Statistical analyses revealed that the African–American men were a significant 30% more likely to experience disease progression, 30% more likely to experience a PSA level of 10 ng/dL or greater, and 40% more likely to have a Gleason score greater than 6 after diagnosis.
The researchers also found that the African–American men had a significantly higher cumulative incidence of definitive treatment at 10 years than the White men, at 54.8% versus 41.4%.
By contrast, there was no significant difference between the two racial groups in the 10-year cumulative rates of metastasis (1.5 vs 1.4%), prostate cancer–specific mortality (1.1 vs 1.0%), and all-cause mortality (22.4 vs 23.5%) during a median 7.6 years of follow-up.
Rose and team say that that the lack of difference in these longer-term outcomes suggests that “African American men should not be excluded from active surveillance protocols” but suggest that a longer follow-up period “is needed to better assess the mortality risk.”
In an accompanying editorial, Ronald Chen (University of Kansas, Kansas City, USA) and co-authors say that although the findings “suggest that active surveillance can be safe and effective for Black men, a cautionary note must be raised regarding generalizing results from the equal-access VHA medical centers to more common care contexts.”
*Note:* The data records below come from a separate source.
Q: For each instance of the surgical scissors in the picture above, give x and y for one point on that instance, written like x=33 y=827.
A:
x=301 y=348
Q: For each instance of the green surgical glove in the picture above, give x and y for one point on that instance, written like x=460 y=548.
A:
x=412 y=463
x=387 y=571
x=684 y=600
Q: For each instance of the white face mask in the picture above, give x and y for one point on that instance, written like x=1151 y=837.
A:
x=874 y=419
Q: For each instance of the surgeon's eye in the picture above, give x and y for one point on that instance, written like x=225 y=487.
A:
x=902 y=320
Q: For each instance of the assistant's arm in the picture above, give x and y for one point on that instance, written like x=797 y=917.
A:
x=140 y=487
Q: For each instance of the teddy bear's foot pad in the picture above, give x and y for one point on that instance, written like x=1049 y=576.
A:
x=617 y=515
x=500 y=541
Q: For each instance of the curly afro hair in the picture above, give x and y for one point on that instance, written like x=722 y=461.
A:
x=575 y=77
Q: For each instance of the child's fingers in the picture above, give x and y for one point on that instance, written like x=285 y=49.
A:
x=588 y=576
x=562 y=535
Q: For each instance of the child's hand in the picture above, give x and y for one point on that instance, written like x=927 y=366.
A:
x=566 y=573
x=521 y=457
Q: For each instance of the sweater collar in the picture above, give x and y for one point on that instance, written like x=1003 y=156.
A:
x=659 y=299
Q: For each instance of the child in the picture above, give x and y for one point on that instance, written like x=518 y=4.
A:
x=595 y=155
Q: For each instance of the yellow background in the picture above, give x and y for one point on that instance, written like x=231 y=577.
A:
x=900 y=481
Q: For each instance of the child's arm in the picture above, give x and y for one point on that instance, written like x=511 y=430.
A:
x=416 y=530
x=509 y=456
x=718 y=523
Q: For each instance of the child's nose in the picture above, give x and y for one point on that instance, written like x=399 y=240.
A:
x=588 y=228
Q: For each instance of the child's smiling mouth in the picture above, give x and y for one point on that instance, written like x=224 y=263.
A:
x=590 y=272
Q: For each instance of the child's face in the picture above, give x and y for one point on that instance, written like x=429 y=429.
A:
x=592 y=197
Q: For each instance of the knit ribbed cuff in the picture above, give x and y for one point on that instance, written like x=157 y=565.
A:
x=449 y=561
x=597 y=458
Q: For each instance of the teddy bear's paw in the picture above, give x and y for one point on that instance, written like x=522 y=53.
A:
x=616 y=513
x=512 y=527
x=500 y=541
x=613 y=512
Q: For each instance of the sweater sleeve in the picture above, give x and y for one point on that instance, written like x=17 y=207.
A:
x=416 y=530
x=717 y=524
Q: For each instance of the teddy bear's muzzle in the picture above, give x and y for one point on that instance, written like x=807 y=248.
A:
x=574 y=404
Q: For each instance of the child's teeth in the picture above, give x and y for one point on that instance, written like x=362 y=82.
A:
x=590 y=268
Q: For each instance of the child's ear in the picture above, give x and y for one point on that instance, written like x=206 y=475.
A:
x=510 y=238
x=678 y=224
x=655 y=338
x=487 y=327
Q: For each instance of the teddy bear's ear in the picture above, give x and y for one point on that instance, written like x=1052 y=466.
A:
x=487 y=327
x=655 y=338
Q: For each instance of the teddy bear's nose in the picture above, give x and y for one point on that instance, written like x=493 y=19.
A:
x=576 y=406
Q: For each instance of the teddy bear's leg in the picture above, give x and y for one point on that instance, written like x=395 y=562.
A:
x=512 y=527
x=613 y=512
They continue: “Because Black patients have more biologically aggressive prostate cancer and higher progression rates during active surveillance compared with White men, there is a greater need for Black men in the general population to have access to high-quality and timely care to avoid delays in diagnosing cancer progression and receiving definitive treatment.”
They conclude that until there is evidence from the broader general population to show that Black men and White men with low-risk prostate cancer have similarly good outcomes while receiving active surveillance, “concerns about biologic differences in prostate cancer between Black and White men and potential disparities in receiving timely surveillance monitoring and treatment on cancer progression may continue to drive lower rates of active surveillance use among Black patients.”